By midday, the southern sun pressed down on Bant like a giant hand, making the slightest movements laborious. If the rains had been steadier last spring, he might have avoided working in the heat of the day. All the cooler hours of the morning and evening were spent tending the fields. The village couldn’t afford to lose a single plant. This left the middle part of the day to such drudgework as reshingling a roof. Bant hadn’t planned to spend this long on the task; it was only a few wooden shingles that needed replacing after wind damage from the previous week’s thunderstorm. Bant lay his hammer down and wiped the sweat from his eyes. He would welcome a thunderstorm if it came along now, wind damage or no. He glanced toward the distant stream, longing for a dip within its cool waters. A cloud of dust caught his eye; someone was approaching from the northern road.

Bant squinted, shielding his eyes. Three huge lizards-gray in color save for the rust-red scales along their throats and bellies-lumbered along the dirt road. At first glance they appeared low to the ground, but when Bant compared them to the trees they passed he realized the lizards stood taller than horses, and only their great length made them appear squat.

As the great-lizards grew nearer, Bant could make out the riders who looked like men astride the high-backed leather saddles.

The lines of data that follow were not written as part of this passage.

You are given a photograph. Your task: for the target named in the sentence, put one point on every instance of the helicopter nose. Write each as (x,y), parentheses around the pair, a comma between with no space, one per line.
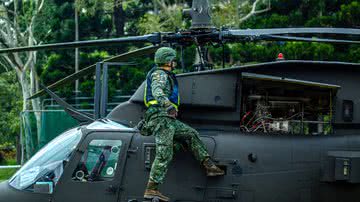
(10,194)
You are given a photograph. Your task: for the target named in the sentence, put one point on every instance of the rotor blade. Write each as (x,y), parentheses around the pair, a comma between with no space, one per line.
(259,32)
(152,38)
(81,117)
(292,38)
(91,69)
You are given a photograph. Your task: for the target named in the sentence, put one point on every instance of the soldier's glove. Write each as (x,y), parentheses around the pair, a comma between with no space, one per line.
(171,111)
(141,126)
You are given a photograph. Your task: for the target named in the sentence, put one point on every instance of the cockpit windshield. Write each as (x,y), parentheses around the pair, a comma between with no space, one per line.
(46,166)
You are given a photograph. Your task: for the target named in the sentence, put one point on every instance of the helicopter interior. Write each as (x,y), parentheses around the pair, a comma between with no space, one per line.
(275,104)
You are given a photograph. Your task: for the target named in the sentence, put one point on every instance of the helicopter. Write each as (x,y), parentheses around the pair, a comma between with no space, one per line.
(285,130)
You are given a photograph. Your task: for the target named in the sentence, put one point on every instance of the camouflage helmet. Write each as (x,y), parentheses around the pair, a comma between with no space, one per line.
(164,55)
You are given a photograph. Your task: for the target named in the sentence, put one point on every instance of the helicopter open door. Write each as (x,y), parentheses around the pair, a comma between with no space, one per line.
(95,172)
(273,104)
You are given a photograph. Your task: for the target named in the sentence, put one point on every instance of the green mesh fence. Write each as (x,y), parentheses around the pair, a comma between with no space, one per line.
(52,124)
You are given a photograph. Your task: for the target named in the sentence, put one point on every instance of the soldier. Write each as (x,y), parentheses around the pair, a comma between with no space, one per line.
(162,99)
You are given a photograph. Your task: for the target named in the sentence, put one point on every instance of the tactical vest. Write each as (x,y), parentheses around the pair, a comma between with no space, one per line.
(174,98)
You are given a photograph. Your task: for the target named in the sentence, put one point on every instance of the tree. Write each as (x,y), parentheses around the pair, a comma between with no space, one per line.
(17,20)
(10,107)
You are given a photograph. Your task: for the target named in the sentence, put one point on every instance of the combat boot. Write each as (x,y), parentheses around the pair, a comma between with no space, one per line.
(211,169)
(152,191)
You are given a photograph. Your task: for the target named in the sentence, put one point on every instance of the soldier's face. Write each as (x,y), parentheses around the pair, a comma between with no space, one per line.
(173,64)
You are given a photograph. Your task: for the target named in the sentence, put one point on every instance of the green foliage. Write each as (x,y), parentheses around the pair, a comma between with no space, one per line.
(10,107)
(5,174)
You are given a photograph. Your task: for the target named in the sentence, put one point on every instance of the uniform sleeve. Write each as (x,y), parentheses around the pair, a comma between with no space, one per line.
(159,80)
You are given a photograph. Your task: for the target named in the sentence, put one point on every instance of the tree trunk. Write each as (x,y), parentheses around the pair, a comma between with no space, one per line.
(119,18)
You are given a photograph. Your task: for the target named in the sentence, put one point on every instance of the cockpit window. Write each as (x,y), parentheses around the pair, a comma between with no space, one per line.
(99,162)
(46,167)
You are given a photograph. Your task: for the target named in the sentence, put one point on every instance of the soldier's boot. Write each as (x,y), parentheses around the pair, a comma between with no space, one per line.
(211,169)
(152,191)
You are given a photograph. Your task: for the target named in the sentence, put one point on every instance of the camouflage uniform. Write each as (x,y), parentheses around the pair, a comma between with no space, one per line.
(169,132)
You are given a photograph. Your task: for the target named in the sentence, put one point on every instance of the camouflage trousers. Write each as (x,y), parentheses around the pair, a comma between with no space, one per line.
(171,134)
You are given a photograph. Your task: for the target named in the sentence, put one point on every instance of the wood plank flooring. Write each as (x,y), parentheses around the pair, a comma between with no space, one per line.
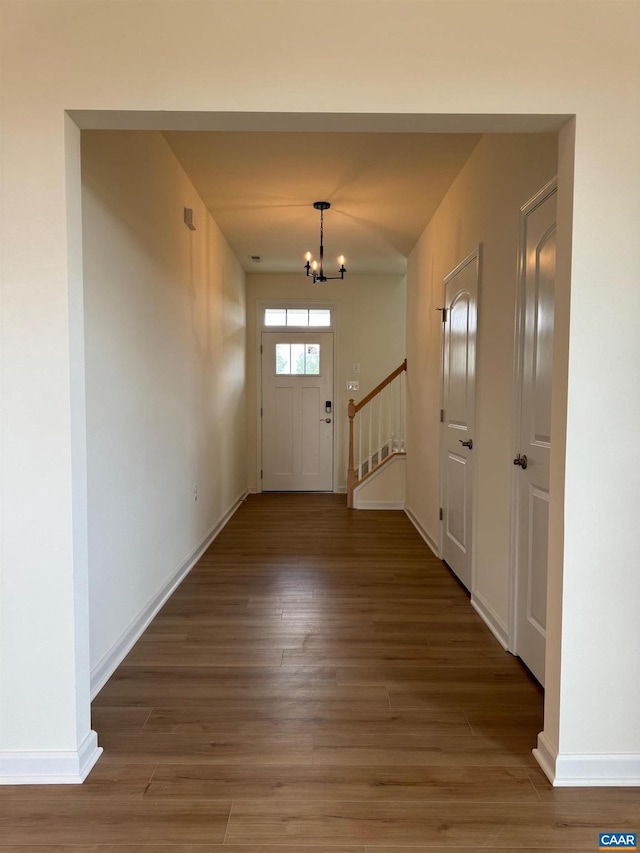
(318,684)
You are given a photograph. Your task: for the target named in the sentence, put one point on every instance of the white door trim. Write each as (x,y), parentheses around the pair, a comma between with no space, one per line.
(261,304)
(474,255)
(535,201)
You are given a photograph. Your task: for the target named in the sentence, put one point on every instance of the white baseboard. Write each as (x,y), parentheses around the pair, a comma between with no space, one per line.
(433,545)
(110,661)
(50,767)
(545,754)
(594,771)
(618,770)
(494,623)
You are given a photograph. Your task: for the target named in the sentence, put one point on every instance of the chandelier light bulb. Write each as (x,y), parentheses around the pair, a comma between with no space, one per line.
(314,269)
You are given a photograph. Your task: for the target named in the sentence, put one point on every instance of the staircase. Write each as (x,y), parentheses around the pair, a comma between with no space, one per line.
(376,430)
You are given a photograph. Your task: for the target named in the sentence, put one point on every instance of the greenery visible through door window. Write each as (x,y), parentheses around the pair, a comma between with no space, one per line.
(298,359)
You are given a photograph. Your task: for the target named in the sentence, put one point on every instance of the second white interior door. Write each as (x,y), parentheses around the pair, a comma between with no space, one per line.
(458,415)
(297,411)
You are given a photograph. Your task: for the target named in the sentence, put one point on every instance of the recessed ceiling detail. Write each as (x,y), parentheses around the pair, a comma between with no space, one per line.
(383,189)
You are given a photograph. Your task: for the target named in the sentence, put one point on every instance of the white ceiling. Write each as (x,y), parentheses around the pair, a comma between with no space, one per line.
(260,188)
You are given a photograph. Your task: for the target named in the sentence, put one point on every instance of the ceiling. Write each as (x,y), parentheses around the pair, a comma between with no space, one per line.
(260,188)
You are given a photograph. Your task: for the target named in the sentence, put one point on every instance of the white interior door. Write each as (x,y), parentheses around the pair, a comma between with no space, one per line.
(458,415)
(538,266)
(297,411)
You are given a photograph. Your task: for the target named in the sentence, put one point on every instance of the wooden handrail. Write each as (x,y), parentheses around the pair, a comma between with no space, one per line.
(353,410)
(378,388)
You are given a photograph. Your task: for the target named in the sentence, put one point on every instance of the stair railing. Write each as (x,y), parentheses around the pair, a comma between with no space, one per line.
(380,429)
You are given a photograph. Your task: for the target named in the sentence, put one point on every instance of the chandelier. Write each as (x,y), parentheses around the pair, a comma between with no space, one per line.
(315,269)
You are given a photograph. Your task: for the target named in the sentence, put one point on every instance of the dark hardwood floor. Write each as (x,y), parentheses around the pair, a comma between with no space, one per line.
(318,684)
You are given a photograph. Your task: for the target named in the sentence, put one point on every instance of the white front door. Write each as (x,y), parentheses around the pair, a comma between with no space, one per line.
(297,411)
(458,415)
(535,358)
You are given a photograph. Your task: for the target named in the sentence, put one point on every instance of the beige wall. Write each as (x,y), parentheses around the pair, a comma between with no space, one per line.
(482,207)
(420,65)
(165,379)
(370,329)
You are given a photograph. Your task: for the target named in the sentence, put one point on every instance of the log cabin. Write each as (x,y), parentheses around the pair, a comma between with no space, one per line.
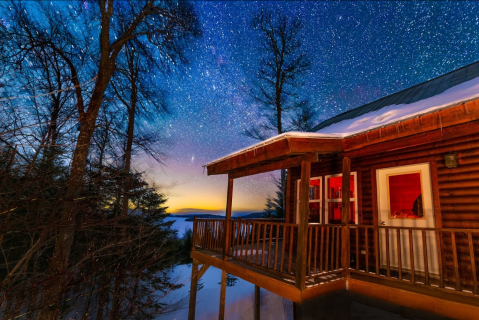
(381,201)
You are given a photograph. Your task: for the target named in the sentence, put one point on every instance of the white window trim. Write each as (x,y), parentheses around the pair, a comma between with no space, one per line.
(298,183)
(355,199)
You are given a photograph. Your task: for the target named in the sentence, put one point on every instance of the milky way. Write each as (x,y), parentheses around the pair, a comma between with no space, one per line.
(360,51)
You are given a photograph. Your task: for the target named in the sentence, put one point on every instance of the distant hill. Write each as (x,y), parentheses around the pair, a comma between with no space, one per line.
(191,216)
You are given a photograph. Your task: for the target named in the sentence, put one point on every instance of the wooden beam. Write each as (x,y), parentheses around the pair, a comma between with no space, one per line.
(274,150)
(346,183)
(202,271)
(221,315)
(257,303)
(277,165)
(193,288)
(303,226)
(229,201)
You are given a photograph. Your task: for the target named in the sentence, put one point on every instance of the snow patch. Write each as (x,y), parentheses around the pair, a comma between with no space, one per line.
(463,92)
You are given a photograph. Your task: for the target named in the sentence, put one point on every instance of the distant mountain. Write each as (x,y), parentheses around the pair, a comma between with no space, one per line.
(191,216)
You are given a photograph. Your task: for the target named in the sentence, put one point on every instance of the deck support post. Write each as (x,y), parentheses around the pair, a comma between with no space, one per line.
(257,303)
(229,201)
(303,226)
(221,315)
(193,288)
(345,214)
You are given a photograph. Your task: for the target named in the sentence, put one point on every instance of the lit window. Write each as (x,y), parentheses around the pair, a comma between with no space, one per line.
(333,196)
(314,200)
(405,196)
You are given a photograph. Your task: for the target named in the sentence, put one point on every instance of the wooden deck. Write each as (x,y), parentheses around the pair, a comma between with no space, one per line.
(264,253)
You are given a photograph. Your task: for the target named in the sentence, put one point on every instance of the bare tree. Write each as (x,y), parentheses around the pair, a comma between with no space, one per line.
(282,68)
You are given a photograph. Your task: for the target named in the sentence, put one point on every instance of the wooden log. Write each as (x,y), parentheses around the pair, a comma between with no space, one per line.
(221,315)
(193,289)
(303,226)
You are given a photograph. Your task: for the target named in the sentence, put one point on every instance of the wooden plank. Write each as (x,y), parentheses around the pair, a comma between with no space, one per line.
(473,263)
(257,303)
(303,226)
(346,183)
(410,299)
(456,265)
(229,203)
(193,289)
(388,255)
(424,246)
(264,281)
(221,315)
(411,255)
(277,165)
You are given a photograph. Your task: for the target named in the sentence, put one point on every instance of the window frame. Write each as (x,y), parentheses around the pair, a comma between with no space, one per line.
(298,184)
(355,198)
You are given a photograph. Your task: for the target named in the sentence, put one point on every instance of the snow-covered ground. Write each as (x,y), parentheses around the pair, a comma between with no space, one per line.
(239,299)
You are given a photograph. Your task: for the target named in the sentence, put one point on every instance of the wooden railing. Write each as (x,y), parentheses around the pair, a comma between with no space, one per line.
(209,234)
(442,258)
(324,250)
(264,243)
(445,259)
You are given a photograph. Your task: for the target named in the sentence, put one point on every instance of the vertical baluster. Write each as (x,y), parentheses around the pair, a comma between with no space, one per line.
(358,251)
(439,258)
(276,246)
(290,256)
(243,228)
(366,236)
(376,248)
(253,225)
(258,233)
(321,250)
(426,267)
(473,263)
(326,267)
(271,229)
(338,237)
(310,234)
(285,229)
(315,248)
(265,226)
(411,255)
(456,264)
(388,258)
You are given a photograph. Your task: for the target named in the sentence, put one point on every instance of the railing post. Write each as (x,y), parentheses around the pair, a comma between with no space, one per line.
(303,226)
(345,215)
(229,201)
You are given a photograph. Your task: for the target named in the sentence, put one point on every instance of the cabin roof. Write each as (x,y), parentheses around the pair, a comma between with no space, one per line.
(452,88)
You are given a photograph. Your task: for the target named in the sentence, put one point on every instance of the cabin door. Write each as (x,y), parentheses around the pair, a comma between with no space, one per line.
(405,200)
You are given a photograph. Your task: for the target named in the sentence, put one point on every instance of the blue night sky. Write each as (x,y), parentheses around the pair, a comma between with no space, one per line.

But they weren’t men; they were earth-dragons. Their scaly skin was the color of moss. Their heads sat broad and low upon their shoulders, their dark eyes set wide apart. A teal fringe of spiky scales jutted from their necks.

Bant climbed down the ladder, moving to meet the dragons as they rode into the town square. He could only vaguely recall the last time the dragons had visited, well over a decade ago. The dragons had then demanded a tenth of that year’s harvest and the older townsmen agreed to provide it, citing an ancient agreement. The town lay in the land of dragons and the Dragon King had the right to take as much as a quarter of the harvest. The elders said dragons were abundant in the north but ventured south to collect taxes only rarely, seldom appearing more than once in a score of years.

Bant wished some of the elders had survived to advise him now. If the dragons wanted a quarter of the harvest this year, it would be difficult. Christdale suffered from a shortage of men. Only male children his age and younger had survived Hezekiah’s initial teachings unmaimed. Now only a dozen able-bodied men could tend the crops, and they had to provide for a community of nearly a hundred. The Lord in his mercy always provided enough but there was seldom any surplus.